One thing that might work in the Giants’ favor is that the Dallas defense is not nearly as staunch against the run as the pass. The Cowboys are 27th in rushing yards allowed per attempt (4.7) and 26th in rushing yards allowed per game (135.9).
Can this makeshift configuration on the Giants’ offensive line work together well enough to allow Barkley, Daniel Jones and anyone else the Giants use in the run game to have success?
Can the secondary hold up?
No offense to these players, but the Giants are down to the backups for the backups in the secondary.
No. 1 cornerback Adoree’ Jackson is out this week and probably longer with a sprained MCL. Starting cornerback Aaron Robinson is on IR. Robinson’s replacement, Fabian Moreau, has done an excellent job. Unfortunately, he is out Thursday with an oblique injury.
The Giants are down to Nick McCloud, Cor’Dale Flott and Rodarius Williams at outside cornerback, with Darnay Holmes in the slot.
McCloud (124 defensive snaps) has done well in limited defensive duty, but can he hold up playing every down? Flott, a third-round pick, has played 82 snaps over four games while missing time with a calf injury. Williams, on IR the first half of the season while recovering from a 2021 torn ACL, played 27 snaps vs. Detroit in its first action in more than a year.
At safety, the Giants are of course missing Xavier McKinney, out with a hand injury suffered in Cabo during the bye week. Jason Pinnock, who played 60 snaps over the past two games in place of McKinney, suffered a jaw injury on Thursday and it is questionable.
Can they hold up against a Dallas passing attack that has quarterback Dak Prescott behind center, and players like CeeDee Lamb, Michael Gallup, Noah Brown and tight end Dalton Schultz to throw to?

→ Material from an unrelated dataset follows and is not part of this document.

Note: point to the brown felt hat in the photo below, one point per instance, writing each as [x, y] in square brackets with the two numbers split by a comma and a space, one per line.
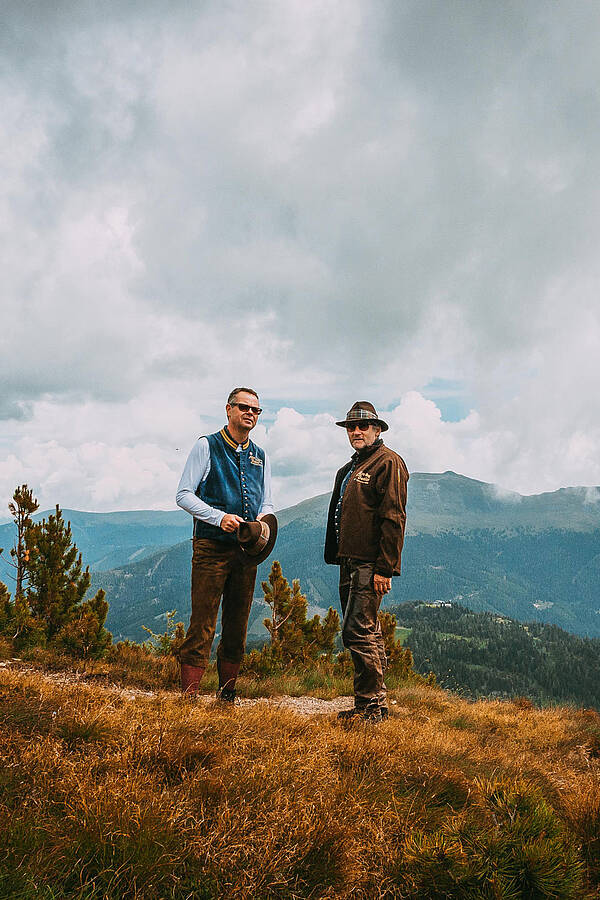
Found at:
[363, 411]
[257, 539]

Dallas put 40 points on the 8-2 Minnesota Vikings in a beatdown on Sunday. If the Giants’ secondary isn’t competitive against the Cowboys, the game won’t be, either.
A little help from the pass rush, please
Wink Martindale loves the blitz, and his “pressure breaks pipes” philosophy has led him to be perhaps the most aggressive, creative defensive coordinator in the league when it comes to designing pressure packages.
The Giants have blitzed 41.0 percent of the time so far this season, more than any other team in the league. That likely doesn’t even count the four-man zone blitzes the Giants have used in an effort to confusing opposing offensive lines.
Problem is, with backups to the backups playing cornerback and the team’s best safety not available Martindale might have to dial back those secondary-stressing pressure packages.
Even with all of Martindale’s creativity, the Giants are just 23rd in the league with 20 sacks and 12th in the league with a pressure rate of 23.0 percent.
The Giants are likely going to have to lean on their down linemen and edge defenders to win more on their own.
Defensive tackle Dexter Lawrence is playing at an All-Pro level with 5.0 sacks and 17 quarterback hits. No other Giant, though, has more than 2.0 sacks or seven quarterback hits. This would be a great time for rookie Kayvon Thibodeaux (1.0 sacks, just three quarterback hits) to have a breakout game, or for someone from the group of Jihad Ward, Oshane Ximines and Tomon Fox to have a big game.